Sadly so... :frown2: I was bullied for my appearance throughout most of my school life. And my oldest sister started making "jokes" about my appearance during my mid to late teens, which impacted how I saw myself and my perception of what other folk thought o' me purely based upon how I look.


----------



## harrison (Apr 14, 2012)

Graeme1988 said:


> Sadly so... :frown2: I was bullied for my appearance throughout most of my school life. And my oldest sister started making "jokes" about my appearance during my mid to late teens, which impacted how I saw myself and my perception of what other folk thought o' me purely based upon how I look.


Sorry to hear that mate. Have you ever talked to anyone about it - a therapist or anything?

I like your avatar - plus I saw in another of your posts where you wrote "cannae". I've heard that said but had never seen it written like that. I love the Scottish accent - it's a shame you can't say "murder" for me.


----------



## EarthDominator (Sep 10, 2017)

Depression, (mild) social anxiety and BDD (Body Dismorphic Disorder).


----------



## Nick Attwell (Jun 16, 2014)

Aspergers Bi-Polar; plus a few other things like OCD; maybe resulting suicidal feelings & self harm


----------



## harrison (Apr 14, 2012)

Twocky61 said:


> Aspergers Bi-Polar; plus a few other things like OCD; maybe resulting suicidal feelings & self harm


How's the ECT going - is it still causing memory loss?


----------



## lucywhite (Jan 13, 2019)

BDD


----------



## Nick Attwell (Jun 16, 2014)

Hi Harrison

Yes; I still wake feeling confused; especially with psycho nurse holding my hand

I receive ECT three times a week

One strange thing is I initially don't recognise psycho nurse


----------



## harrison (Apr 14, 2012)

Twocky61 said:


> Hi Harrison
> 
> Yes; I still wake feeling confused; especially with psycho nurse holding my hand
> 
> ...


Might be a good way of getting rid of her - just try and keep it up and she might go away. (just kidding)


----------



## harrison (Apr 14, 2012)

lucywhite said:


> BDD


You're in good company here.

It's weird how some places list bipolar as BDD - I saw it a while ago on a referral letter I'd received. But mostly it seems to be used for Borderline.


----------



## AnxsyAna (Jan 12, 2019)

I never been diagnosed because i dont like going to doctors but am pretty sure i suffer from Body Dysmorphia and some type of eating disorder, i've always been obssesed with the way i look especially my weight and have never eaten normal, i tend to either overeat or undereat ,never normal


----------



## The Notorious D.B.L (Aug 2, 2016)

harrison said:


> You're in good company here.
> 
> It's weird how some places list bipolar as BDD - I saw it a while ago on a referral letter I'd received. But mostly it seems to be used for Borderline.

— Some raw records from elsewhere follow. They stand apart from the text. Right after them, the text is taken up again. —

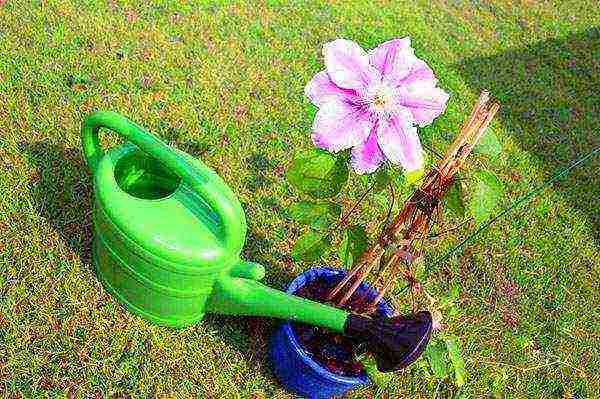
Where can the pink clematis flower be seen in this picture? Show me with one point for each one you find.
(373, 102)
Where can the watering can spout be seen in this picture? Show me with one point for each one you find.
(239, 293)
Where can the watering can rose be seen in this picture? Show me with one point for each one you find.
(373, 102)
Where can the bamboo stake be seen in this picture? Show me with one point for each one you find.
(414, 221)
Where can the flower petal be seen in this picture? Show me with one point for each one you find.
(394, 59)
(348, 64)
(424, 101)
(339, 125)
(398, 139)
(320, 88)
(367, 157)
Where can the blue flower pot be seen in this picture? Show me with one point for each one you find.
(294, 367)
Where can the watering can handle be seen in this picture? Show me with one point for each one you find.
(226, 209)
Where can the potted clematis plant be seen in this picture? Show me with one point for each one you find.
(370, 106)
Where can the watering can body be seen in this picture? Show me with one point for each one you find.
(168, 233)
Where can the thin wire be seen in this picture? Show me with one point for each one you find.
(556, 176)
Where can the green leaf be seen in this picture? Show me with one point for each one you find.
(318, 215)
(379, 379)
(382, 180)
(436, 355)
(486, 195)
(318, 173)
(353, 245)
(310, 247)
(489, 144)
(453, 199)
(457, 361)
(413, 177)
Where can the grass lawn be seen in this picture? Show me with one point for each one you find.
(224, 82)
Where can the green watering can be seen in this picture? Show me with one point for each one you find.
(168, 237)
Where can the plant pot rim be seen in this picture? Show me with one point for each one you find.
(298, 282)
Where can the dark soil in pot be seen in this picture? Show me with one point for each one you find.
(330, 349)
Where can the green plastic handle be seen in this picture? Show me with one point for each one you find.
(227, 210)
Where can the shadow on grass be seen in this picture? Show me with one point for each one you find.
(550, 95)
(61, 193)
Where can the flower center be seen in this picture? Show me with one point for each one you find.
(380, 98)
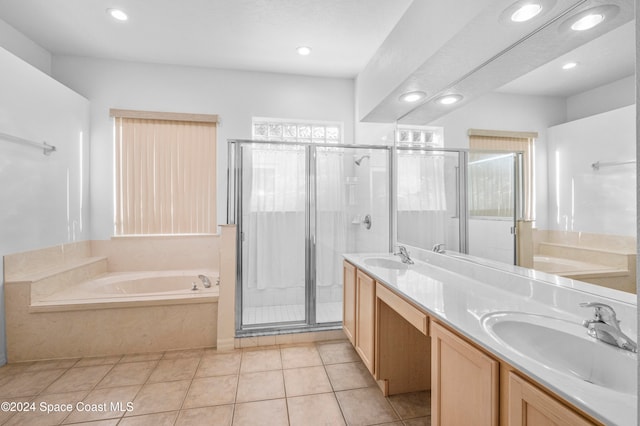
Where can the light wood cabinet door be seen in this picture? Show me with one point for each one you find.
(464, 384)
(529, 406)
(365, 319)
(349, 301)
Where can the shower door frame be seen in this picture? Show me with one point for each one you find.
(234, 216)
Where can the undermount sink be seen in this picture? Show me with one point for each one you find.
(384, 262)
(564, 347)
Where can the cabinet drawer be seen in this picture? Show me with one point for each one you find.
(404, 308)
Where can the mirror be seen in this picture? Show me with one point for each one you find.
(583, 223)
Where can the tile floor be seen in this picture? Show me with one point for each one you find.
(325, 312)
(322, 383)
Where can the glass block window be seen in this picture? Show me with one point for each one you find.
(420, 136)
(276, 129)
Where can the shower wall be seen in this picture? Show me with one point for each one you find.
(595, 201)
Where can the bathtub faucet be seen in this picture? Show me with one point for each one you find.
(205, 281)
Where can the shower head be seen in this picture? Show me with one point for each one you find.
(359, 160)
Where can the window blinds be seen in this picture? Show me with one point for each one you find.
(165, 176)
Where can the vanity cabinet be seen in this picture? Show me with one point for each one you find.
(465, 383)
(402, 344)
(530, 406)
(365, 319)
(349, 301)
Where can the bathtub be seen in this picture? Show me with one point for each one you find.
(130, 289)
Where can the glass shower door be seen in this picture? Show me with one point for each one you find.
(273, 234)
(351, 215)
(430, 210)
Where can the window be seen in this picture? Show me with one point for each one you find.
(491, 172)
(165, 173)
(279, 170)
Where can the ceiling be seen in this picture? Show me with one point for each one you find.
(258, 35)
(606, 59)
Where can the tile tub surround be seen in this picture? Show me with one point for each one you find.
(38, 329)
(461, 298)
(307, 384)
(98, 332)
(605, 260)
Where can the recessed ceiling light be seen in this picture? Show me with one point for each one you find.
(304, 50)
(117, 14)
(526, 12)
(587, 22)
(449, 99)
(412, 96)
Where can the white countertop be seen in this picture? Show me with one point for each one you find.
(459, 293)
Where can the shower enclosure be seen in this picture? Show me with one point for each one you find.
(431, 201)
(298, 207)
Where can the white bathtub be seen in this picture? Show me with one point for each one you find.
(129, 289)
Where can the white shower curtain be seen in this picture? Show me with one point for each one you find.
(423, 218)
(274, 241)
(331, 216)
(274, 219)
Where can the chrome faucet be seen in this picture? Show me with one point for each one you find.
(404, 255)
(205, 281)
(605, 327)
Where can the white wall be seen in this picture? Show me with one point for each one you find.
(498, 111)
(43, 199)
(611, 96)
(581, 198)
(235, 96)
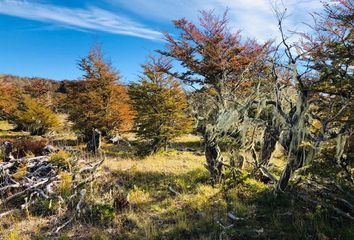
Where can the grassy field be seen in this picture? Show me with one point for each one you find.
(170, 196)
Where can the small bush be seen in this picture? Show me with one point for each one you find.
(61, 159)
(65, 184)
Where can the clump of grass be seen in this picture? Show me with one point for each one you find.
(138, 196)
(15, 235)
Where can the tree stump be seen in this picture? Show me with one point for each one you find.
(7, 151)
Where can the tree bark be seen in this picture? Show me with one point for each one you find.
(94, 144)
(296, 155)
(213, 160)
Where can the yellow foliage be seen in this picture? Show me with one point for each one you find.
(21, 172)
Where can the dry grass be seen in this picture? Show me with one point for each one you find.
(5, 126)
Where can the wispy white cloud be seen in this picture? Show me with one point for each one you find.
(254, 17)
(91, 18)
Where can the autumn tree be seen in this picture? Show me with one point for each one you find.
(35, 117)
(160, 104)
(97, 101)
(228, 67)
(9, 98)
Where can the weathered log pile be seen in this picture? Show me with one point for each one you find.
(26, 181)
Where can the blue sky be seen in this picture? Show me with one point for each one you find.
(46, 38)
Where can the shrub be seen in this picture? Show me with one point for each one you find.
(61, 159)
(25, 147)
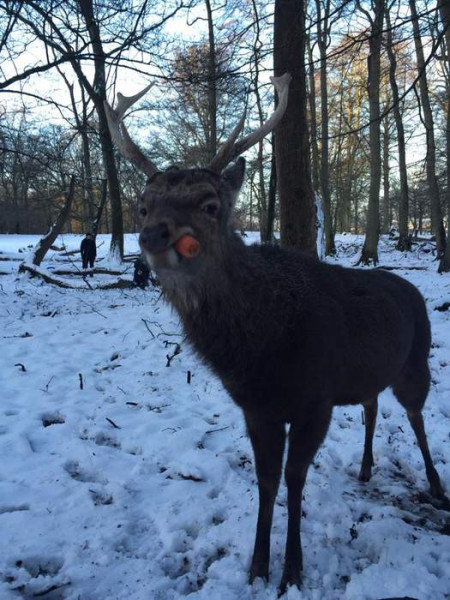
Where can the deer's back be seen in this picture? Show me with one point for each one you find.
(283, 329)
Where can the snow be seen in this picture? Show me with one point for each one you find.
(121, 480)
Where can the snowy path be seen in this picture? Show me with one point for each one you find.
(141, 485)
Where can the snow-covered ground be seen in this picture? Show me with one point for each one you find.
(120, 479)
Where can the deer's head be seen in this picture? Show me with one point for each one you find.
(190, 202)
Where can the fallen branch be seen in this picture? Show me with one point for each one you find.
(120, 284)
(95, 271)
(112, 423)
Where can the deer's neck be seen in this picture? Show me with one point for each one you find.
(215, 301)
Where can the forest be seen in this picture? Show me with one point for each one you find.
(367, 125)
(178, 370)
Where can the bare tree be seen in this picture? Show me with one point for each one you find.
(404, 242)
(428, 121)
(370, 249)
(296, 198)
(323, 42)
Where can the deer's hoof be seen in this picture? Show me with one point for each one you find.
(365, 474)
(290, 578)
(258, 570)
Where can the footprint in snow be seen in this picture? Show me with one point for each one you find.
(52, 419)
(78, 473)
(37, 576)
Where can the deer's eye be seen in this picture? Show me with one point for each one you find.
(210, 208)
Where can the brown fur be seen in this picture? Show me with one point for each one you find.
(290, 337)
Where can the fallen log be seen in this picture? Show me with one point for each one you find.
(119, 284)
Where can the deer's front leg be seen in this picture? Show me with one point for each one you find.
(305, 436)
(268, 439)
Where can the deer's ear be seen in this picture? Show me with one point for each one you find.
(233, 176)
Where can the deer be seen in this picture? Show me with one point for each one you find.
(289, 336)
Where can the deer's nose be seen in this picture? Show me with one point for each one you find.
(155, 239)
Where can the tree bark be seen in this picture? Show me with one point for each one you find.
(212, 87)
(433, 189)
(313, 119)
(98, 95)
(444, 9)
(386, 182)
(48, 240)
(272, 194)
(296, 197)
(322, 41)
(370, 249)
(404, 242)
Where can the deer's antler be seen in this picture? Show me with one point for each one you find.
(231, 149)
(228, 152)
(120, 135)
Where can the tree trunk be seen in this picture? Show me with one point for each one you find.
(370, 249)
(104, 195)
(322, 37)
(433, 189)
(313, 119)
(44, 243)
(386, 184)
(444, 8)
(262, 204)
(296, 197)
(212, 87)
(98, 95)
(404, 242)
(272, 194)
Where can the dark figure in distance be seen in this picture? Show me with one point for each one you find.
(141, 273)
(88, 251)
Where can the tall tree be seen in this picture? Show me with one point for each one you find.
(370, 249)
(296, 197)
(323, 42)
(444, 10)
(404, 242)
(433, 188)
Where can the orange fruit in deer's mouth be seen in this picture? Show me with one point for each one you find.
(187, 246)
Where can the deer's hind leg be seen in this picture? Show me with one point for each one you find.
(268, 440)
(411, 391)
(370, 419)
(305, 437)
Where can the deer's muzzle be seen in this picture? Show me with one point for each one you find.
(155, 239)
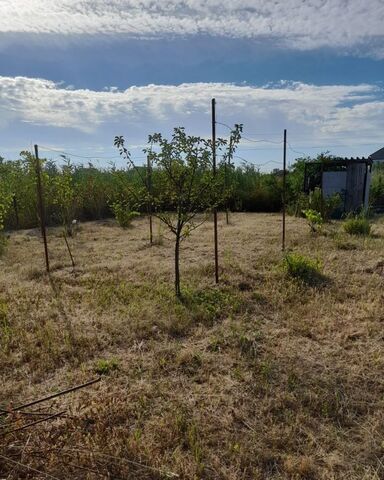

Borderline Personality Disorder = BPD

Bipolar Disorder = BD

Body Dysmorphic Disorder = BDD

Just typos when they get them mixed up.


----------



## Nick Attwell (Jun 16, 2014)

harrison said:


> Might be a good way of getting rid of her - just try and keep it up and she might go away. (just kidding)


I did a post re psycho nurse, but asking Silent if it was against site ToS remit, she said it was & deleted it

Just a way to get rid of her & as I am Psyche res indefinite (technically a life sentence)&#8230;&#8230;.

Enough said


----------



## harrison (Apr 14, 2012)

Pete Beale said:


> Borderline Personality Disorder = BPD
> 
> Bipolar Disorder = BD
> 
> ...


Yeah, it gets confusing.

I actually meant to say Body Dismorphic Disorder above - I was half asleep before.


----------



## Graeme1988 (Nov 17, 2018)

harrison said:


> Sorry to hear that mate. Have you ever talked to anyone about it - a therapist or anything?


Tried therapy, but the therapist wus quite dismissive o' it, especially when it came to how my family treated. Cuz they bullied me for much o' ma life. And, them being dysfunctional and egotistical, they did'nae take kindly to me eventually taking umbrage with the constant jokes about my appearance.

So ah did'nae really open up about the issue. Since, for me, it wus'nae just a matter o' saying: _"Oh well, they did'nae mean it. Move on... forgive n' forget"_



harrison said:


> I like your avatar - plus I saw in another of your posts where you wrote "cannae". I've heard that said but had never seen it written like that.


Ye picked up on that, eh? :grin2:



harrison said:


> I love the Scottish accent - it's a shame you can't say "murder" for me.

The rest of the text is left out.